Get Tough on the Huddled Masses
When the police behave punitively toward people on the streets, some people condone their actions and some people criticize them. Joshua Woods and Agnieszka Marciniak sought to test whether those reactions were swayed by perceptions about the person being stopped. Their study results, published in the journal Sociology of Race and Ethnicity, showed that, of the personal characteristics manipulated in sample scenarios, illegal documentation status elicited the strongest support for aggressive policing.
The researchers presented more than 500 students with scenarios based on Arizona’s controversial “SB 1070” law, which allows law enforcement to check the immigration status of anybody they stop if they reasonably suspect an immigration violation. Critics have charged that the law is nothing more than an excuse for racial profiling, while supporters say it’s a commonsense question, and illegal residency is, well, illegal. The students were given a survey of political attitudes, then assigned to respond to one of several randomized scenarios of an officer stopping a driver for a broken tail light, then detaining him for failing to prove immigration status.
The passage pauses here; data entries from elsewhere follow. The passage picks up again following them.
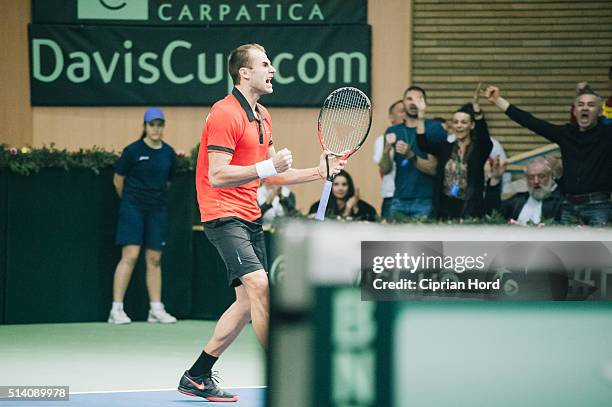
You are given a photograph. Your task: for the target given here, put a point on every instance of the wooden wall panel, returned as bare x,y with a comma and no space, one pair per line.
534,50
15,111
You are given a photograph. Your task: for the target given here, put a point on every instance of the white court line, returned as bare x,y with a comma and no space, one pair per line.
151,390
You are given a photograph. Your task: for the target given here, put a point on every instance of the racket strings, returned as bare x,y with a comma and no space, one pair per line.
345,121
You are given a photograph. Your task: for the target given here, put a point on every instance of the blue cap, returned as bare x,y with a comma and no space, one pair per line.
153,113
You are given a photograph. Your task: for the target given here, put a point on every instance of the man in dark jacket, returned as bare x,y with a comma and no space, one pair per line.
586,148
542,201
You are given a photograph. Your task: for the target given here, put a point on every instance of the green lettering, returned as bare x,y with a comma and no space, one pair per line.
283,80
167,62
347,63
263,8
185,14
106,73
316,12
218,76
292,14
146,66
319,65
160,12
243,12
82,63
205,12
224,10
36,62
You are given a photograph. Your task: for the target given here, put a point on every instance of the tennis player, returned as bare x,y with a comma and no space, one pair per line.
236,153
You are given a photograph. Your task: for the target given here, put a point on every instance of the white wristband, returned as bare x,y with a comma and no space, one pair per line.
265,169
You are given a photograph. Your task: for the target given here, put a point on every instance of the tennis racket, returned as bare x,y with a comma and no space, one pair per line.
344,123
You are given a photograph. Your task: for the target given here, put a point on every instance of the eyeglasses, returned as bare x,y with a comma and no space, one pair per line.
540,177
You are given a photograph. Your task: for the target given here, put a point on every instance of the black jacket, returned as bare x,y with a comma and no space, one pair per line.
511,208
481,148
366,211
586,156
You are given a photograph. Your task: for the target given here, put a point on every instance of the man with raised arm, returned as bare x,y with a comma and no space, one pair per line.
236,153
586,152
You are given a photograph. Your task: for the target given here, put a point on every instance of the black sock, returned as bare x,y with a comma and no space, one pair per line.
203,365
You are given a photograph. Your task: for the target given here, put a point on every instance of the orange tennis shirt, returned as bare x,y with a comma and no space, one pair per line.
232,128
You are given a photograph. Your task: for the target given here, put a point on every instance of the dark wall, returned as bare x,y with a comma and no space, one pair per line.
59,228
3,215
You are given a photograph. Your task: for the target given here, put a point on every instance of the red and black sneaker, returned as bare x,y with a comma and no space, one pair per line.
205,386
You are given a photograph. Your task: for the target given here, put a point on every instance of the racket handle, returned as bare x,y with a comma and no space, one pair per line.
323,202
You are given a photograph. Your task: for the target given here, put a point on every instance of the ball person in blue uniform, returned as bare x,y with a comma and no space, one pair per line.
141,179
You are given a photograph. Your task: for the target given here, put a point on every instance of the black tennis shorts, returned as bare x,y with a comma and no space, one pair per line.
241,245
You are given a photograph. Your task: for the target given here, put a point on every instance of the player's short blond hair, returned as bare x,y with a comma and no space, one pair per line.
239,58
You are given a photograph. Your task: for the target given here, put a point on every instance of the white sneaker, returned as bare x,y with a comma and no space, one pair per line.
118,317
160,316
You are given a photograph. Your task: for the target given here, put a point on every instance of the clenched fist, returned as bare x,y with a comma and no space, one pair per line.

These scenarios varied whether the person stopped was Canadian or Mexican, documented or undocumented, and an engineer or a factory worker.
Reactions to the scenarios showed that an illegal documentation status was the strongest predictor—above and beyond occupation and country of origin—of respondent support for the officer’s punitive behavior. Regardless of political ideology (as declared in the attitudes survey), if the person stopped was presented as an undocumented immigrant, respondents were more likely to condone the driver’s detention.